A very unfortunate time for British motoring.  British building techniques of this era were referred to as "Measure it with a micrometer, mark it with a grease pencil and cut it with an ax".  The cars were really attractive but just horrible to own.  I knew a lot of people of that era who replaced the entire drivetrain in their TR-6s with 240Z drivetrains.  For those who liked their Triumphs it was cheaper than paying the repair bills to keep the cars on the road. 

 

4 hours ago, Earl Marischal said:

And Rover V8s found their way into Stags quite frequently too...

steve

But they were lovely cars to drive. I worked on them when they were new, and naturally "road-tested" them as frequently as possible. When that little V8 ran, it was one of the sweetest sounding engines on the planet. Other than timing chains that stretched, junk distributors, emissions carbs that were finicky, poorly designed cylinder-head retention fastening, inadequate cooling for the North American market (including a not-great jackshaft-driven water pump design that was also located UNDER the intake manifold), steering racks that leaked, and window regulator mechanisms that failed early (and allowed the operating arm to cut an arc in the window), they really weren't bad cars. ;)
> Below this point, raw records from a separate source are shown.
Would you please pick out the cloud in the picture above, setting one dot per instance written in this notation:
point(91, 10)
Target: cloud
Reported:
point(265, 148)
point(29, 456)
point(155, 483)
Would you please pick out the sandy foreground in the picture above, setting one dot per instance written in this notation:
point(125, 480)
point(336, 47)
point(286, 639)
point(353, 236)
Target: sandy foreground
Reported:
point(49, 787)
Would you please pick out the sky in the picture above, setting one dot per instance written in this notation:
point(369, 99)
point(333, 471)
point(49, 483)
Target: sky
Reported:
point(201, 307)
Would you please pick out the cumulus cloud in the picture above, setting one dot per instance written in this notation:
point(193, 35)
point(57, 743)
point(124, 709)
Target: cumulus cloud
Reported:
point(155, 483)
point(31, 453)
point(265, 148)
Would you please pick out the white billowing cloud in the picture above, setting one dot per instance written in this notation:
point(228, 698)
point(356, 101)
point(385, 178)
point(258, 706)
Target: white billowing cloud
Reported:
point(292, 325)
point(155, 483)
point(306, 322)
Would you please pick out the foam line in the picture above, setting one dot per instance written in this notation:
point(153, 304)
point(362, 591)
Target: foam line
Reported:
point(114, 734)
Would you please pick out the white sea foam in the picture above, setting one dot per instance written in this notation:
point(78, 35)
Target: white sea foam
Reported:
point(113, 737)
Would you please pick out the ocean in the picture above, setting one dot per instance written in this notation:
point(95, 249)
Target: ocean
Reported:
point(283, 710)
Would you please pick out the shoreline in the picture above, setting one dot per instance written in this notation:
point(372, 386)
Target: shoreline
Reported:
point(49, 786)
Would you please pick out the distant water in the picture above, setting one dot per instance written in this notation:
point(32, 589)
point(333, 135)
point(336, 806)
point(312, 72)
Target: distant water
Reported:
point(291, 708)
I built several over the years with smallblock Chebby engines (the strongest runner had a modified 365-horse 327...had to go to the cast wheels after it pulled spokes out of the rear wire-wheel hubs), and one with a Ford 302. The wheel bolt pattern, by the way, is identical to the 240Z.

A handful of other people did similar swaps, but in typical hacker style, almost invariably cut a hole in the hood for carb clearance. For mine, I notched the frame rails (it is a unibody, but it can be done IF done correctly) and built custom headers that allowed the engine to sit low in the chassis...no hole in the hood.